Content developers for Google Help pages in the United States, employed by both Google and subcontractor Accenture, have voted by a significant margin to join the Alphabet Workers Union-CWA. The 26-2 vote comes after the workers publicly declared their intent to unionize in June and faced retaliatory layoffs, impacting more than 80 of the 119 unionized workers.
The election results, certified by the US’s National Labor Relations Board (NLRB), is a landmark victory in the workers’ struggle against Google and Accenture’s union-busting. In August, following mass layoffs, the Alphabet Workers Union-CWA filed a complaint with the NLRB alleging illegal retaliation for organizing.
“Today’s victory proves what’s possible: when workers stand together, even Google cannot stand in our way. We organized so that we could have a say in our working conditions. In response, Google has tried to skirt its responsibility to us as our employer, while also laying off dozens of our team members. It is unjust that our jobs are being shipped off to workers who will be paid even less than us, and will have access to even fewer labour protections. We’re proud to win our union election today and will continue to organize until we receive our fair share. Google, we look forward to seeing you at the bargaining table soon,” said Jen Hill, Google Help Designer and member of the Alphabet Workers Union-CWA.
When asked about Google’s decision to lay off recently unionized Google Help workers at an NLRB hearing, a Google manager shared that the company’s standard practice is to first incubate work in the US and then offshore the projects. As removing US-based jobs is “standard practice” for Google, it is essential that workers organize in order to establish legal protections from future layoffs.
“This election is a testament to the power of collective action,” said Ben Parton, UNI Global Union’s ITCS sector head. “This victory is not just for them; it’s for all tech workers striving for better working conditions and fair treatment. Google’s statements about offshoring work show not only how important organizing is for US workers but also why it is necessary to organize throughout the company’s value chains and operations.”

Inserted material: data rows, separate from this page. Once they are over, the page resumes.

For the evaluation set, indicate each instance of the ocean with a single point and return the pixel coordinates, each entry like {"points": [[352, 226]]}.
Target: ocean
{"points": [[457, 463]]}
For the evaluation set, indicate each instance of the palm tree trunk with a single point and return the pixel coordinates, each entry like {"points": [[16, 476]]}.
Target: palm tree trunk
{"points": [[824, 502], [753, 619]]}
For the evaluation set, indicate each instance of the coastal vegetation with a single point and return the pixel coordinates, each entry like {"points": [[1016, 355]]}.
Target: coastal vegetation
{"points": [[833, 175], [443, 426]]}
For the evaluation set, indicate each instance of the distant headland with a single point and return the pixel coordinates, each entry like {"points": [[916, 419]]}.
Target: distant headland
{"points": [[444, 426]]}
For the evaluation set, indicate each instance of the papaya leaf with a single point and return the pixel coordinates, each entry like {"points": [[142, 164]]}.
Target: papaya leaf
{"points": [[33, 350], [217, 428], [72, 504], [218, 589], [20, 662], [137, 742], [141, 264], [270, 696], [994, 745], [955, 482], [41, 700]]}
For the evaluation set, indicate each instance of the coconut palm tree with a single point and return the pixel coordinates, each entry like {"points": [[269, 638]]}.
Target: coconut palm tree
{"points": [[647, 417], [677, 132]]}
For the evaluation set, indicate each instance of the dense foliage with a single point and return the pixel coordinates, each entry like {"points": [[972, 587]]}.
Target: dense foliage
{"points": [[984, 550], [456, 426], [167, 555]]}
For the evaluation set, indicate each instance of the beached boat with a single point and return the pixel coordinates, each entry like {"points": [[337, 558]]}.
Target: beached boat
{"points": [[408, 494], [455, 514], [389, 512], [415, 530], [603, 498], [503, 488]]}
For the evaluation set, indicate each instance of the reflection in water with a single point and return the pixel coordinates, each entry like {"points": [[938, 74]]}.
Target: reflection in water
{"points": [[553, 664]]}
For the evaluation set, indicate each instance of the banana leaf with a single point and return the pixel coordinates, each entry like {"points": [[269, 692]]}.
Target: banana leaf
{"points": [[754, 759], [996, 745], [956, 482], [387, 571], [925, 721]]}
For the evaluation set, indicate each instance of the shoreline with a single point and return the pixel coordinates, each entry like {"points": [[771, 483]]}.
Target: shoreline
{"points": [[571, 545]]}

The workers’ initial unionization efforts centered around improving pay and benefits, securing job stability, and addressing concerns over involuntary assignments to projects like Google Bard, the company’s AI chat bot, without adequate training or support, particularly when handling sensitive material.
The success of this union drive follows a similar victory by YouTube Music workers, also represented by AWU-CWA. Google has since said it intends to not engage in collective bargaining, challenging the NLRB’s mandate.
The Alphabet Workers Union-CWA is urging Google to cease its stalling tactics, adhere to U.S. labour laws, and come to the bargaining table. The union, part of Communications Workers of America, currently represents over 1,400 workers across Alphabet entities.